Hélène a été témoin du massacre de la biodiversité au Pérou, alors qu’elle rédigeait un mémoire sur les communautés indigènes. Très vite, elle s’est engagée avec son mari auprès de la communauté Awajun pour créer un projet de conservation et de réhabilitation de singes laineux. 

Hélènes Collongues : pouvez-vous nous éclairer sur les origines du projet d’Ikamaperu ?

Le projet a commencé en 1994. L’histoire d’Ikamaperu a débuté dans le nord-est de l’Amazonie péruvienne. Alors que j’étudiais les représentations des amérindiens dans la société péruvienne, nous étions partout témoins du grand massacre de la biodiversité dans l’impunité la plus totale. En travaillant dans les communautés indigènes Awajun de l’Alto Mayo, je mesurais les répercussions dramatiques de l’économie de marché et de la monoculture sur la vie, la culture et l’âme même de ces sociétés de la forêt.
C’est dans ce contexte que nous avons commencé à soigner des animaux sauvages blessés, mon mari Carlos étant ingénieur  zootechnicien, jusqu’au jour où on nous a apporté un petit  singe laineux mourant. Avec les singes atèles, c’est l’espèce de primates la plus chassée et la plus menacée au Pérou. Je suis allée demander conseil auprès des communautés Awajun de l’Alto Mayo qui ont une relation particulière avec ces primates. C’est là que j’ai rencontré ma grande amie Albertina.

Albertina est la femme Jivaro à qui vous avez consacré un livre, publié en 2022 chez Actes Sud. Qui était-elle ?

Oui, le livre s’appelle « Uyaïnim, mémoires d’une femme Jivaro ». Albertina, qui est décédée en 2013, était une grande amie à moi. Ce livre est le récit de sa vie  qui se déroule dans une forêt amazonienne encore intacte pendant son enfance et qui vivra  tous les grands changements  historiques de son peuple auxquels elle participe en tant que dirigeante. Nous travaillions ensemble dans des communautés isolées et je passais des nuits à écouter avec émerveillement cette conteuse exceptionnelle qui me faisait découvrir  la poésie et la complexité de son univers.

Quelles étaient les causes du massacre de la biodiversité  ?

Ce massacre de la biodiversité est multi-factoriel. A cette époque, et jusqu’à maintenant il y a des vagues migratoires importantes vers le bassin de l’Amazonie depuis les Andes. Les nouvelles personnes qui s’installent ne connaissent pas l’écosystème amazonien et sont donc beaucoup plus susceptibles de le détruire. De plus, l’économie de marché a bouleversé les pratiques.
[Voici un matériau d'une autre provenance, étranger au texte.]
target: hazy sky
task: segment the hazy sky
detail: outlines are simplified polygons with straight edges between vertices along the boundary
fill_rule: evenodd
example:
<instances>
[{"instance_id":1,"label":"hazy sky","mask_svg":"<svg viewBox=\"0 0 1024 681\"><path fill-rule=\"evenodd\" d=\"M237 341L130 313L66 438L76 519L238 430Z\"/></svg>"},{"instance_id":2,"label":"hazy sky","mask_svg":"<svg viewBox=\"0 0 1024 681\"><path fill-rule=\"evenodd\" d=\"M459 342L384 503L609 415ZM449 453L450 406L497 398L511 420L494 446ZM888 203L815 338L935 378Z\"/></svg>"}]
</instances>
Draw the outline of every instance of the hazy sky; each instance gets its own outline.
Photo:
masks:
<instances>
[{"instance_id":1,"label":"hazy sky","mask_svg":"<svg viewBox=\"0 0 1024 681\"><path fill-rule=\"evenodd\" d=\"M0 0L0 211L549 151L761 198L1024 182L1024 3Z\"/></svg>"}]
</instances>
Les populations qui pratiquaient une chasse de survie, pour se nourrir, se sont mis à pratiquer une chasse commerciale. Là où jadis 3 singes étaient tués pour nourrir la famille, 15 étaient alors massacrés pour alimenter le commerce illégal. De nombreuses femelles étaient chassées pour les petits. Or, il faut savoir que les singes laineux ne se reproduisent qu’une fois tous les 3 ans.
La politique de la Banque mondiale a également causé la destruction de la biodiversité en favorisant des investissements pour le développement de l’élevage et de la monoculture. A cela, s’est ajouté le trafic de bois illégal qui en ouvrant des routes au cœur de la forêt a facilité la pénétration des braconniers. Enfin, la corruption et l’absence d’intérêt des autorités aggravent la situation.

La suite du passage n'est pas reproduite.